There are also two batch helpers:

• main_2_3_batch.py
• main_5_6_step.py

Repository Layout

• adversarial_train/: adversarial training experiments and saved checkpoints
• adversarial_train_data_train/, adversarial_train_data_test/: generated train/test assets
• conv_network_simulation/: convolution-layer simulation and inequality generation
• mnist_predict_write_example/: saved MNIST examples and intermediate outputs
• model_9_9/: baseline trained model checkpoint
• reluplex_to_ae/: temporary adversarial feature reconstruction data
• s2_parameter/, s2_parameter_divided/: exported network parameters
• transform_nnet_parameter/: verification-format transformation outputs
• z3_application/: older Z3-based experiments
• z_pulp_application/: LP-based reconstruction pipeline, logs, and image outputs

Environment Notes

This codebase is legacy research code, but the repository has been adjusted so that it can be rerun from the repository root without mirroring the author's original directory layout.

• It uses TensorFlow 1.x style APIs such as tf.placeholder and tf.contrib.
• Legacy imports from mycode.mnist_all_minish_one_map_9_9 are now supported in-repo.
• Path configuration is centralized in s0_parameter_all.py and can be overridden with environment variables.
• External Reluplex / Leaky-Reluplex runs are not bundled here; this repository prepares data for those tools and consumes their results.

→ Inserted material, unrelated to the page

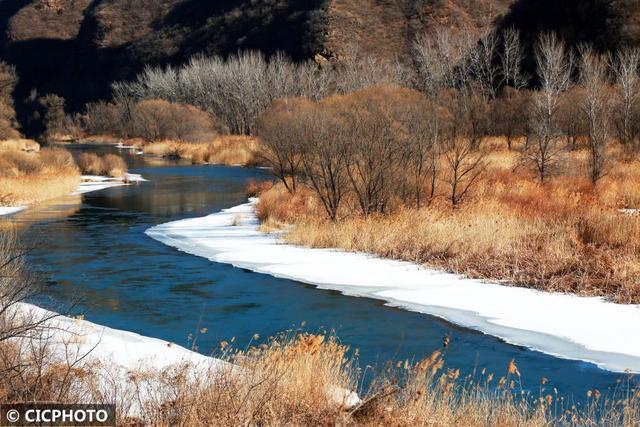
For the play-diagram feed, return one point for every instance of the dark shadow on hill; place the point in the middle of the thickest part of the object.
(8, 8)
(577, 21)
(295, 27)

Likely Python dependencies include:

• tensorflow (1.x)
• numpy
• scikit-image
• matplotlib
• pulp
• tensorboard
• scikit-learn

Minimal Setup Checklist

If you want to rerun the pipeline, start here:

1. Install dependencies from requirements.txt.
2. Place MNIST under data_set/mnist_data/ or export the CONV_RELUPLEX_MNIST_* environment variables.
3. Run python scripts/check_setup.py.
4. Train or reuse a checkpoint from model_9_9/ or adversarial_train/.
5. Run the step scripts in sequence from s1 through s9.
6. Use Reluplex or Leaky-Reluplex externally between s3 and s4.

Related External Tools

• Reluplex: https://github.com/guykatzz/ReluplexCav2017
• Leaky-Reluplex: https://github.com/Lzsxx/Leaky-Reluplex

These external tools are referenced by the pipeline but are not vendored in this repository. In particular, glpk-4.60/, nnet/, and upstream Reluplex / Leaky-Reluplex source code are not redistributed here.

Current Status

The repository is now versioned and published on GitHub. It is best understood as a preserved experimental code snapshot rather than a cleaned production package.

License

This project is licensed under the MIT License. See LICENSE for details.